Later, I posted a conversation with Robert Naiman, the director of Just Foreign Policy, a non profit that seeks to improve US foreign policy. We talked about the current unrest in Egypt. What I enjoyed about both of these conversations is that they were timely and topical and they reminded me that far away stuff miight not be so far away at all.
And soon, I expect to be posting a conversation with a Washington State Park employee who manages a tiny but magnificent public observatory in the community of Goldendale.
I love this.
Inside the House
There is a difference between an interview and a report. Basically, the report is shorter and much more to the point. But it has all of the same elements; a host, an expert, a subject, a conversation, a takeaway. A report is to an interview as a teaspoon of soup is to the pot.
Just listened to David Folkenflik, the media correspondent for NPR report about the just announced departure of NPR’s CEO, Gary Knell. What I admired about his report was how he was not afraid to talk about prickly stuff. See, when you’re inside an organization and you report on the potential problems in the secret sauce, co-workers can get prickly, even though reporting is what the whole shebang is about. Folkenflik talked honestly, though with ever so slight hesitancy about the turnover of CEO’s; 7 in 7 years, the looming budget shortfall; more than $6 million dollars, the compromise over “Here and Now”; an effort to keep peace among the affiliates and the problem current and potential advertisers might have; does the revolving door at the top make them hesitant to support the network? I heard him stutter step twice and that tells me he didn’t want to pull back the covers on the place he probably loves, but it was his job.

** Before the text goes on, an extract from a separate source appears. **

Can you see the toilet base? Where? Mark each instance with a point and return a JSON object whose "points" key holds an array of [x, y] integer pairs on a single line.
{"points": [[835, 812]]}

This is not pretty stuff. Public and community radio is under siege from all directions. And NPR got its newest CEO two years ago after disastrous episodes surrounding the firing of Juan Williams, secret videotapes of questionable behavior of NPR fundraisers, and finally, in light of it all, the resignation of the previous CEO. But Folkenflik plowed through it all because he is, I think, like Internal Affairs in a police department. He reports on the reporting. That means he goes deeper and probably feels the respect and simultaneously, the wariness of every journalist in the building.
Folkenflik, like Simon, Totenberg, Sarhaddi-Nelson, and the scores of top notch reporters who have armed me every day against this nutty world; he and they deserve good leadership and I have no doubt the NPR board will provide it. Because courageousness like his, even in his own house, is what credibility is all about.